Subject: Executive Share Trust

Question 1

To the extent that the dividends distributed to the employee constitute franked distributions for the purposes of Subdivision 207-B of the Income Tax Assessment Act 1997 (ITAA 1997), will the employee be entitled to tax offsets equal to his share of the franking credits on the franked distributions under section 207-45 of the ITAA 1997?

Answer

No

Question 2

In the event that the employee will not be entitled to tax offsets equal to his share of the franking credits on the franked distributions under section 207-45 of the ITAA 1997, will the Commissioner determine that his interest in the allocated shares is to be taken to be vested and indefeasible in accordance with subsection 160APHL(14) of the Income Tax Assessment Act 1936 (ITAA 1936)?

Answer

No

This ruling applies for the following periods:

Income Tax Year ended 30 June 2011

Income Tax Year ended 30 June 2012

Income Tax Year ended 30 June 2013

Relevant facts and circumstances

This ruling is based on the facts stated in the description of the scheme that is set out below. If your circumstances are materially different from these facts, this ruling has no effect and you cannot rely on it. The fact sheet has more information about relying on your private ruling.

The Employer intends to implement a long term equity plan for the purpose of providing a long term equity incentive structure to deliver equity based benefits to the Employee and other employees selected by the board of the Employer.

Relevant legislative provisions

Income Tax Assessment Act 1936 Division 1A Part IIIAA.

Income Tax Assessment Act 1936 Section 160APHD.

Income Tax Assessment Act 1936 Subsection 160APHJ(5).

Income Tax Assessment Act 1936 Section 160APHL.

Income Tax Assessment Act 1936 Subsection 160APHL(1).

Income Tax Assessment Act 1936 Subsection 160APHL(2).

Income Tax Assessment Act 1936 Subsection 160APHL(3).

Income Tax Assessment Act 1936 Subsection 160APHL(4).

Income Tax Assessment Act 1936 Subsection 160APHL(5).

Income Tax Assessment Act 1936 Subsection 160APHL(6).

Income Tax Assessment Act 1936 Subsection 160APHL(7).

Income Tax Assessment Act 1936 Subsection 160APHL(10).

Income Tax Assessment Act 1936 Subsection 160APHL(11).

Income Tax Assessment Act 1936 Subsection 160APHL(12).

Income Tax Assessment Act 1936 Subsection 160APHL(13).

Income Tax Assessment Act 1936 Subsection 160APHL(14).

Income Tax Assessment Act 1936 Subsection 160APHM(2).

Income Tax Assessment Act 1936 Subsection 160APHM(3).

Income Tax Assessment Act 1936 Section 160APHO.

Income Tax Assessment Act 1936 Subsection 160APHO(3).

Income Tax Assessment Act 1936 Section 160APHP.

Income Tax Assessment Act 1936 Subsection 160APHP(2).

Income Tax Assessment Act 1997 Subsection 130-85(4).

Income Tax Assessment Act 1997 Section 207-45.

Income Tax Assessment Act 1997 Subsection 207-50(3).

Income Tax Assessment Act 1997 Subsection 207-150(1).

Does Part IVA apply to this ruling?

Part IVA of the Income Tax Assessment Act 1936 is a general anti-avoidance rule that can apply in certain circumstances if you or another taxpayer obtains a tax benefit in connection with an arrangement and it can be concluded that the arrangement, or any part of it, was entered into or carried out by any person for the dominant purpose of enabling a tax benefit to be obtained.

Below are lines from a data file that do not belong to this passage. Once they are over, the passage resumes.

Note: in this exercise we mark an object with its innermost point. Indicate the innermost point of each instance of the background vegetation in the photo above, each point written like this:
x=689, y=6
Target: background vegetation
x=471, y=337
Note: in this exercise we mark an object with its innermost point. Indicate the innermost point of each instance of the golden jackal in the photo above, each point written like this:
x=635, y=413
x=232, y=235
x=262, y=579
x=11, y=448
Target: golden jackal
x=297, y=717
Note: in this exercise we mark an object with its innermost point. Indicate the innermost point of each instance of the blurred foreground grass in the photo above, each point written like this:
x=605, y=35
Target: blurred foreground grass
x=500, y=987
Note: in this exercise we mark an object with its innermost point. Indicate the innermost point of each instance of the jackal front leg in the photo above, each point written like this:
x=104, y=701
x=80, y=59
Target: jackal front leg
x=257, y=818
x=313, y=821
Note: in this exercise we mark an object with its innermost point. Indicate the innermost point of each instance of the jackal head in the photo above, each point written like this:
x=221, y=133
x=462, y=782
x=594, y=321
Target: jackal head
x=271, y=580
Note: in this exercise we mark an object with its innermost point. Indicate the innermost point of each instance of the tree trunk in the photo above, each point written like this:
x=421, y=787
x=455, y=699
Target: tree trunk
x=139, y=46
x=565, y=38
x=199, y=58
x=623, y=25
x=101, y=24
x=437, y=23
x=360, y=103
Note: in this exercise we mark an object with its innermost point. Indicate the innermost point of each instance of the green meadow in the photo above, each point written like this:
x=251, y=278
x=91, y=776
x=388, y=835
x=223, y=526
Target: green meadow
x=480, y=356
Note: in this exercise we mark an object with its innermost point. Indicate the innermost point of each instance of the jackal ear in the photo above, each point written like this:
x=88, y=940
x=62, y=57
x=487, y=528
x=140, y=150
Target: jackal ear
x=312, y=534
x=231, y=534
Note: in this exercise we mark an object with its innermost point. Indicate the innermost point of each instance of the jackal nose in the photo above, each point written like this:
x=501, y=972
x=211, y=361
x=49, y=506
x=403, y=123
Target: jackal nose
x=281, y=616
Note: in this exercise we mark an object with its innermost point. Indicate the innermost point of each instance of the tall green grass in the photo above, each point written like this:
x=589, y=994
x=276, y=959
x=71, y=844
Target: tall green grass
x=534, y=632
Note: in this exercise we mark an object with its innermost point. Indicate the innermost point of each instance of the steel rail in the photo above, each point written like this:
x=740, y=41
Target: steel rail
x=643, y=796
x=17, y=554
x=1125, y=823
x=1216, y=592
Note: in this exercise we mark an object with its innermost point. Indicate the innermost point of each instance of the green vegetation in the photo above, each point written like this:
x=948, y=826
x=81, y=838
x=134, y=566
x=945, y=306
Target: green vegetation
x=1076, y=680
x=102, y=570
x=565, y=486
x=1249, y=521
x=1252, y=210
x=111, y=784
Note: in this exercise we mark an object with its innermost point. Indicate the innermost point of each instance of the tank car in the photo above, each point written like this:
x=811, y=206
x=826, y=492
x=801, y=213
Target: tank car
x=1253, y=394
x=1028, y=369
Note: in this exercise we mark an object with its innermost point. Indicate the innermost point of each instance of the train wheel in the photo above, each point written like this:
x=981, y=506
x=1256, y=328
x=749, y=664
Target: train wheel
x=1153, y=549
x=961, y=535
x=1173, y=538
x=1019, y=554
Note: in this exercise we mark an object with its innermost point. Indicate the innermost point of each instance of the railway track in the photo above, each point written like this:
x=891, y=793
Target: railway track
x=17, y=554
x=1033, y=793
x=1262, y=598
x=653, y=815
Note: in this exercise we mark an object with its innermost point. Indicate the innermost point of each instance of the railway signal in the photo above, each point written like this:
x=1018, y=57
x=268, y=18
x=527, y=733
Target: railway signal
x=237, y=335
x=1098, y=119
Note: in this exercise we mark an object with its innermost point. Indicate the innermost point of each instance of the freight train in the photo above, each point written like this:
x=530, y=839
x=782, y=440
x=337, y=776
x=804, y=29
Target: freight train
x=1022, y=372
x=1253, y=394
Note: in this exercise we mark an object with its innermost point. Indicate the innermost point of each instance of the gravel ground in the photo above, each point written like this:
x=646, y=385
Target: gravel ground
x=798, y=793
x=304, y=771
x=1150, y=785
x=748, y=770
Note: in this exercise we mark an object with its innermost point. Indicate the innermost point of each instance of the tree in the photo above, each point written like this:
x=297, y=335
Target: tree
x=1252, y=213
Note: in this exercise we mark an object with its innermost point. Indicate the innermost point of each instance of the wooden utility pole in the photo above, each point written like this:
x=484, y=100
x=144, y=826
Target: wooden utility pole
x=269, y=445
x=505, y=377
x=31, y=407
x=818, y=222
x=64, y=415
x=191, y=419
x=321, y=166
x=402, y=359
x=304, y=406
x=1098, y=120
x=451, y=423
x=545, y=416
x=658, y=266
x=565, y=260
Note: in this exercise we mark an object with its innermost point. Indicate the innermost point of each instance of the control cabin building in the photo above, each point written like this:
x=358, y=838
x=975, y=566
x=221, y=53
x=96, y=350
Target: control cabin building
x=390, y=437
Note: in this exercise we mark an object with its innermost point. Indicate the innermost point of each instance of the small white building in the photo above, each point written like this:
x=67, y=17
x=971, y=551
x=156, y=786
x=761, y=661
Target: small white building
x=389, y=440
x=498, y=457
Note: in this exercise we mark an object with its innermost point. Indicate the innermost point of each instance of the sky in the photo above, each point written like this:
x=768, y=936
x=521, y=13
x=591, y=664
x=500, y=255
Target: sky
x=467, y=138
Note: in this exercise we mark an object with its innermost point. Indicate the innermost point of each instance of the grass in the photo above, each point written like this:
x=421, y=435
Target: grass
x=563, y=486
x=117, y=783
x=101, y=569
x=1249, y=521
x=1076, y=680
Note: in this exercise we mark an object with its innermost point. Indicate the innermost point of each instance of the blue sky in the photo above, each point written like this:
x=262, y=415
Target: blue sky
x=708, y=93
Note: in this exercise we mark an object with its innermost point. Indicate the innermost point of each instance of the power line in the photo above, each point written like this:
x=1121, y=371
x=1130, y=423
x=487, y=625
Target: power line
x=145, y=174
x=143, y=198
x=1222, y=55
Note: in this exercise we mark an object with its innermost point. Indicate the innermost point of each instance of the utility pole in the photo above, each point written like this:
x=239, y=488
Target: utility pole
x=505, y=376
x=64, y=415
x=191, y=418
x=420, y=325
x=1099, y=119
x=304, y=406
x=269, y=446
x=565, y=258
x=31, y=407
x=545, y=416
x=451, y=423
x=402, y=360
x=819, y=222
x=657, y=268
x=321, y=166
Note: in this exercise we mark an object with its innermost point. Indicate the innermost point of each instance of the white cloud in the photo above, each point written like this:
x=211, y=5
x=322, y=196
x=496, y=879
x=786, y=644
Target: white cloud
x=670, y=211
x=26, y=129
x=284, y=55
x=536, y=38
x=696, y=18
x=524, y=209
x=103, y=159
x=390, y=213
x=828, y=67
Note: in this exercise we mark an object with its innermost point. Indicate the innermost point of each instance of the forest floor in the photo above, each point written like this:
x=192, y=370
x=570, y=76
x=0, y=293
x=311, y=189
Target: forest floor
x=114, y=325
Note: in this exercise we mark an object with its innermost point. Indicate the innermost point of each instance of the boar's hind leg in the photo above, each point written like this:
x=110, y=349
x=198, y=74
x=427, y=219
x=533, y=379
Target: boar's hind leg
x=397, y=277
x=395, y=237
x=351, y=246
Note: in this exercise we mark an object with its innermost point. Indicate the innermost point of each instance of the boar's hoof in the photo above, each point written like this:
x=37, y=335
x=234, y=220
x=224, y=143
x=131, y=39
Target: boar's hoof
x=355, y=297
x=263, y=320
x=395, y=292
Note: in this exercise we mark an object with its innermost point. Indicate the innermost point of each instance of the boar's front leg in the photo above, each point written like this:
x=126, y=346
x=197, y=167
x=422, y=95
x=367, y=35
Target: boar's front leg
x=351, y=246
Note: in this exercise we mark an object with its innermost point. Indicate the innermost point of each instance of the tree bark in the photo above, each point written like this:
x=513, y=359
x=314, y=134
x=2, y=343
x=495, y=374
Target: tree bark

If Part IVA applies the tax benefit can be cancelled, for example, by disallowing a deduction that was otherwise allowable.

We have not fully considered the application of Part IVA to the arrangement you asked us to rule on, or to an associated or wider arrangement of which that arrangement is part.

If you want us to rule on whether Part IVA applies we will first need to obtain and consider all the facts about the arrangement which are relevant to determining whether Part IVA may apply.

For more information on Part IVA, go to our website www.ato.gov.au and enter 'part iva general' in the search box on the top right of the page, then select: Part IVA: the general anti-avoidance rule for income tax.

Reasons for decision

These reasons for decision accompany the Notice of private ruling for the employee.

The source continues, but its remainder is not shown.